On the R300 the Hierarchical-Z is disabled whenever the stencil buffer isn't cleared with the Z-buffer. This hurts performance. Is there any way around this?

Don't know.

(Note: ATI has since stated that they Hierarcial-Z buffer is not disabled, but seeing as there is no Hierarcical Stencil test it is just of no use during the actual stencil operation. It is, however, still enabled)

Your .plan indicates that the NV30-path that you use implements only 16-bits floating-point (FP), i.e. half precision FP, for most computation, which should be sufficient for most pixel shading. The ARB2-path does not have 16-bits FP, and so all computation are done with 32-bits FP on the NV30. With regards to the R300, there shouldn't be a difference since it is always 24-bits FP on the R300. According to your .plan, NV30 is twice as slow on 32-bits FP - that is why the NV30 is slower than the R300 on the ARB2-path, but faster on the NV30-path. The question is what sort of quality difference are we talking about (in DOOM3) for such a difference between FP formats?

There is no discernable quality difference, because everything is going into an 8 bit per component framebuffer. Few graphics calculations really need 32 bit accuracy. I would have been happy to have just 16 bit, but some texture calculations have already been done in 24 bit, so it would have been sort of a step back in some cases. Going to full 32 bit will allow sharing the functional units between the vertex and pixel hardware in future generations, which will be a good thing.

My interpretation from your .plan :

In terms of Performance :
NV30+NV30-path is faster than NV30+ARB2
NV30+NV30-path is faster than R300+ARB2
R300+ARB2 is faster than NV30+ARB2
R300+R200-path is faster than R300+ARB2

In terms of Quality :
NV30+ARB2 is better than NV30+NV30-path
NV30+ARB2 is better than R300+ARB2
R300+ARB2 is better than NV30+NV30-path
R300+ARB2 is better than R300+R200-path

Am I correct?

Correct.

Why is the ARB2 path so slow on NV30? Just the higher precision alone doesn't seem to account for NV30's performance given that it runs at a much higher clock speed versus the R300 and 96-bit vs 128-bit is but a 33% difference.
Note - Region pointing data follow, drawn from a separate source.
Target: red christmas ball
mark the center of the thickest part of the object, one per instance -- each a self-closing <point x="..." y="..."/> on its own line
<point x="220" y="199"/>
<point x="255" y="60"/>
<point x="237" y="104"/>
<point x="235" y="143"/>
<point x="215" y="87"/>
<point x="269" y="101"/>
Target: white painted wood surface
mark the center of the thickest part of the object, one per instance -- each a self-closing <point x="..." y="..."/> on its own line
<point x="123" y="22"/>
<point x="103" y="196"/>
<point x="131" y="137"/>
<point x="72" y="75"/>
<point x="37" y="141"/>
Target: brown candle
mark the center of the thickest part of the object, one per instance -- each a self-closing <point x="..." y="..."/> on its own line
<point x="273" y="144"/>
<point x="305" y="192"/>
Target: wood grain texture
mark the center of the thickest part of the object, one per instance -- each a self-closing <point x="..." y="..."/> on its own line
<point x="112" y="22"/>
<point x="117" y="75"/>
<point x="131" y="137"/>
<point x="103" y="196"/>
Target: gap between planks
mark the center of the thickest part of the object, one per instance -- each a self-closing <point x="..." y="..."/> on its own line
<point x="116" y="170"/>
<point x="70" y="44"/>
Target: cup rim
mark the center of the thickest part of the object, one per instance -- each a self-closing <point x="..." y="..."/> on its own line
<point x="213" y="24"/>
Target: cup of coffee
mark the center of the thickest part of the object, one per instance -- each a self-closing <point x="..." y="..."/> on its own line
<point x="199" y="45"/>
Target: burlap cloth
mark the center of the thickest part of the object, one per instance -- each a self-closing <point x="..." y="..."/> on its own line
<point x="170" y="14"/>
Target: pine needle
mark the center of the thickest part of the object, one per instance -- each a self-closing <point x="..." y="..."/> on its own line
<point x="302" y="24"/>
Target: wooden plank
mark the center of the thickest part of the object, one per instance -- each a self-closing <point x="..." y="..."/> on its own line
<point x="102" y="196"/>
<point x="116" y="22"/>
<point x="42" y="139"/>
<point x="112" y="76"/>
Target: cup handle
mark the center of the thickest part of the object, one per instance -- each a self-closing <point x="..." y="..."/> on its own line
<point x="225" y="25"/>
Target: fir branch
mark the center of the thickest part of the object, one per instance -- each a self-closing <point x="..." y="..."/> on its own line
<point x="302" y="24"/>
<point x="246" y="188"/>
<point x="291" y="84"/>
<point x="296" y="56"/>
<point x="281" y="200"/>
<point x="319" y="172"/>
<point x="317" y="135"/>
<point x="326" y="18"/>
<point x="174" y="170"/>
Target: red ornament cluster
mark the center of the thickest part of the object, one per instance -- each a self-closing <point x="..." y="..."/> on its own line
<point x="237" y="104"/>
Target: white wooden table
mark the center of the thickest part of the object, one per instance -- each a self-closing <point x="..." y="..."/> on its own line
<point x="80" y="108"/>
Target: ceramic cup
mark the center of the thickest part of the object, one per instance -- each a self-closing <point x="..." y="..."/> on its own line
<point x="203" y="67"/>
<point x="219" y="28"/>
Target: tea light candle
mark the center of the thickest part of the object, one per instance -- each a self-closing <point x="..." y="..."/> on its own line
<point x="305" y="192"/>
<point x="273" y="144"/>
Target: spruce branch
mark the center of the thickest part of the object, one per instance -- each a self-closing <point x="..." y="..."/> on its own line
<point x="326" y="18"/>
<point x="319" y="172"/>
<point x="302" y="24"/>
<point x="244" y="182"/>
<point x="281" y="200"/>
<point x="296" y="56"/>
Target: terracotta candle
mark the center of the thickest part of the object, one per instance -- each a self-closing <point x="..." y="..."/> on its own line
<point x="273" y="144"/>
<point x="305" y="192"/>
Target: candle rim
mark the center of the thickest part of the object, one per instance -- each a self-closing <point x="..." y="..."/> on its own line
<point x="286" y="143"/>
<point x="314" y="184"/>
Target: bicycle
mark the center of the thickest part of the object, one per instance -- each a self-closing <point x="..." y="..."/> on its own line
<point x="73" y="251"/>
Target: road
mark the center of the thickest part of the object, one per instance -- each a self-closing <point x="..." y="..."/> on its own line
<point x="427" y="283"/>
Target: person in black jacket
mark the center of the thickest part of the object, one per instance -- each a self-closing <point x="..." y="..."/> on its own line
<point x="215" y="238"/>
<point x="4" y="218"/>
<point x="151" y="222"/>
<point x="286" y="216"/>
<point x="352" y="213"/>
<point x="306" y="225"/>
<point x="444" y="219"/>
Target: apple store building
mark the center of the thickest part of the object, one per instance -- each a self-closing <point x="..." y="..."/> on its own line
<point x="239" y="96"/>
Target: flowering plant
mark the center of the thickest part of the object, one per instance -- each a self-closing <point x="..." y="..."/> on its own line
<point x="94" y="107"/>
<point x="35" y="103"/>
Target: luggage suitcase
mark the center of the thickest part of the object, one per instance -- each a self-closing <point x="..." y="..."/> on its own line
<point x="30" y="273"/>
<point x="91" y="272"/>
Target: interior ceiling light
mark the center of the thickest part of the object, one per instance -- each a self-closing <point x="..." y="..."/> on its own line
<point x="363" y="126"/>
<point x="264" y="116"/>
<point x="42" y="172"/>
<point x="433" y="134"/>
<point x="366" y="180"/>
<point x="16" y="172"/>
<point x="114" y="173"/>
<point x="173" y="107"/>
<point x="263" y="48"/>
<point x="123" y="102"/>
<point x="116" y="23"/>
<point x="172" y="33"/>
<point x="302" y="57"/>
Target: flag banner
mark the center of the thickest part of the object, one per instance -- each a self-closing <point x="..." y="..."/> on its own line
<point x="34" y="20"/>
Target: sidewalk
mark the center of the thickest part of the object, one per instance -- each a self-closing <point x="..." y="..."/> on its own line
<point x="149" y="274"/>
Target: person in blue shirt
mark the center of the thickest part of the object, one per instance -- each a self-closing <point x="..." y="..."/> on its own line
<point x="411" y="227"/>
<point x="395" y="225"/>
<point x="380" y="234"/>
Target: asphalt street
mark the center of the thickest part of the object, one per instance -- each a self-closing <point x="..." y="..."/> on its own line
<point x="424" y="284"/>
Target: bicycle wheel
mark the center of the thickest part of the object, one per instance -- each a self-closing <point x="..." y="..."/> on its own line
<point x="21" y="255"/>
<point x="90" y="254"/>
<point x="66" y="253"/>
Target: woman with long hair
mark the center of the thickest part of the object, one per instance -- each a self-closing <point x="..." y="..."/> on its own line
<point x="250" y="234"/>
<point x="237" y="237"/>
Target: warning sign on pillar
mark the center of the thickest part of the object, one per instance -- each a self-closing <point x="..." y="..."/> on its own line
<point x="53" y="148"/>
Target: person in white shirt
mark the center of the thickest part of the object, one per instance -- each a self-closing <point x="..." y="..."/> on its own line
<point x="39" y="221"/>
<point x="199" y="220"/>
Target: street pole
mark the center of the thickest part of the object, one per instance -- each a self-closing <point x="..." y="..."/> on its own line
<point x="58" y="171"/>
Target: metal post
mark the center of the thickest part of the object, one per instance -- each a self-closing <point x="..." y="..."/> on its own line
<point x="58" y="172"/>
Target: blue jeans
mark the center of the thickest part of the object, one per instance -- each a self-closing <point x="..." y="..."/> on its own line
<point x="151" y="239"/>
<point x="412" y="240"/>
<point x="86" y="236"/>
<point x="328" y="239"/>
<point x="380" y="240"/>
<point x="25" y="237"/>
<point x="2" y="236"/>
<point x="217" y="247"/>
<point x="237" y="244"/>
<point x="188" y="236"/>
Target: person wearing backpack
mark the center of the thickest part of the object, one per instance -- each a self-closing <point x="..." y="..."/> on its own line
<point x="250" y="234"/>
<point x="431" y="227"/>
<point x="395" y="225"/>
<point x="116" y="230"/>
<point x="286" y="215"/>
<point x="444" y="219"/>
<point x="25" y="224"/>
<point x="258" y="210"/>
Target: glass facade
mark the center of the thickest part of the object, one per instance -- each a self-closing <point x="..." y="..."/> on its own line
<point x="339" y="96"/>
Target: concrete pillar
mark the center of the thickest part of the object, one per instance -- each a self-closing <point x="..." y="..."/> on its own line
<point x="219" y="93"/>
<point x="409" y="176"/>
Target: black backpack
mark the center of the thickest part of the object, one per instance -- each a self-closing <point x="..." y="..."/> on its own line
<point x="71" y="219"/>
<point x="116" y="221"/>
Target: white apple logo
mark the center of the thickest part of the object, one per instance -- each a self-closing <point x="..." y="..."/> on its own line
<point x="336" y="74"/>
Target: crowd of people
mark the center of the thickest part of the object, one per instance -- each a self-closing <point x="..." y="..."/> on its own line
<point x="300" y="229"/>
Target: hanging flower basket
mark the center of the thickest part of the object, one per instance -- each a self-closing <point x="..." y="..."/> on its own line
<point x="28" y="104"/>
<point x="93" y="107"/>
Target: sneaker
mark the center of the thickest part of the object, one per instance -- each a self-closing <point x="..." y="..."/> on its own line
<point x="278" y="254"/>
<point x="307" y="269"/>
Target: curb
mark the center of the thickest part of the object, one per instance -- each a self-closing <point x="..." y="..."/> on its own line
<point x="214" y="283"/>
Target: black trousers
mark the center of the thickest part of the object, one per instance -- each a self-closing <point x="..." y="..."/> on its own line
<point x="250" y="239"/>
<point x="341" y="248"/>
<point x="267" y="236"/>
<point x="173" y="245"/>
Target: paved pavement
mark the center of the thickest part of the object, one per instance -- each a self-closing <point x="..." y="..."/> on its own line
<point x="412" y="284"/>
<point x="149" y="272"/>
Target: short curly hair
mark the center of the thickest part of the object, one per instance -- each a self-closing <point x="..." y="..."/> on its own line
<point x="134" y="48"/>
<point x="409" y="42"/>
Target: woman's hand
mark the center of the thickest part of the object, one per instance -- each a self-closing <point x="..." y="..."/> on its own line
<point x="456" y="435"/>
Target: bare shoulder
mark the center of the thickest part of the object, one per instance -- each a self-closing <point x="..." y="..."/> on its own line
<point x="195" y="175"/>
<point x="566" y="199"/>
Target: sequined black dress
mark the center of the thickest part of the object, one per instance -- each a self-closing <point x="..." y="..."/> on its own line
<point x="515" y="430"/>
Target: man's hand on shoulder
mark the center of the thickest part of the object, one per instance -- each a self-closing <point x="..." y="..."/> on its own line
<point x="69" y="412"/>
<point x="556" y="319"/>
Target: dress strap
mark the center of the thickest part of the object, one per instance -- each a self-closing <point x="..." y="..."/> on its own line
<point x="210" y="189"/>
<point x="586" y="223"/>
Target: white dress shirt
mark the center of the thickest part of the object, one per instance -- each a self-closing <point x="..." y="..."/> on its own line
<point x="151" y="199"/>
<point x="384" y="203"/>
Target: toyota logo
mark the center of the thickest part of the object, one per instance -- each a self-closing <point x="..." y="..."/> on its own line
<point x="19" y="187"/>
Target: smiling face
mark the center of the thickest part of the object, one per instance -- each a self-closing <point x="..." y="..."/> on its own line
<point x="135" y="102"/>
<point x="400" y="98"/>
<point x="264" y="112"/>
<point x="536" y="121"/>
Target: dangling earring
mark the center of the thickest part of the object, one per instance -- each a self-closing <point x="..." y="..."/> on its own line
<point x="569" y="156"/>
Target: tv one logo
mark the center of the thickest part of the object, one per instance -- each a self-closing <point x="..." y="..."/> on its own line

Apparently, the R300 architecture is a better target for a straightforward assembler / compiler, while the NV30 is twitchy enough to require more serious analysis and scheduling, which is why they expect significant improvements with later drivers.

What about the difference between NV30+NV30-path and R300+R200-path in terms of performance and quality?

Very close. The quality differences on the ARB2 path are really not all that significant, most people won't be able to tell the difference without having it pointed out to them.

Why do you have NV30-specific code paths and none for the R300?

There aren't any R300-specific fragment extensions, so I really can't make an R300-specific back end. I do support their two sided stencil extension (unfortunately, slightly different than NVIDIA's...), which is orthogonal to the back end selection.

In your opinion, why is it that the existing framebuffer content for a given pixel isn't a standard input to Pixel Shaders (which is a S3 DeltaChrome feature/advantage)?

All software developers want this, but the hardware developers insist that dedicated blenders vastly simplify the write ordering hazards.

Our thanks go to John for taking the time out from his extremely busy schedule to attend to Reverend's emails!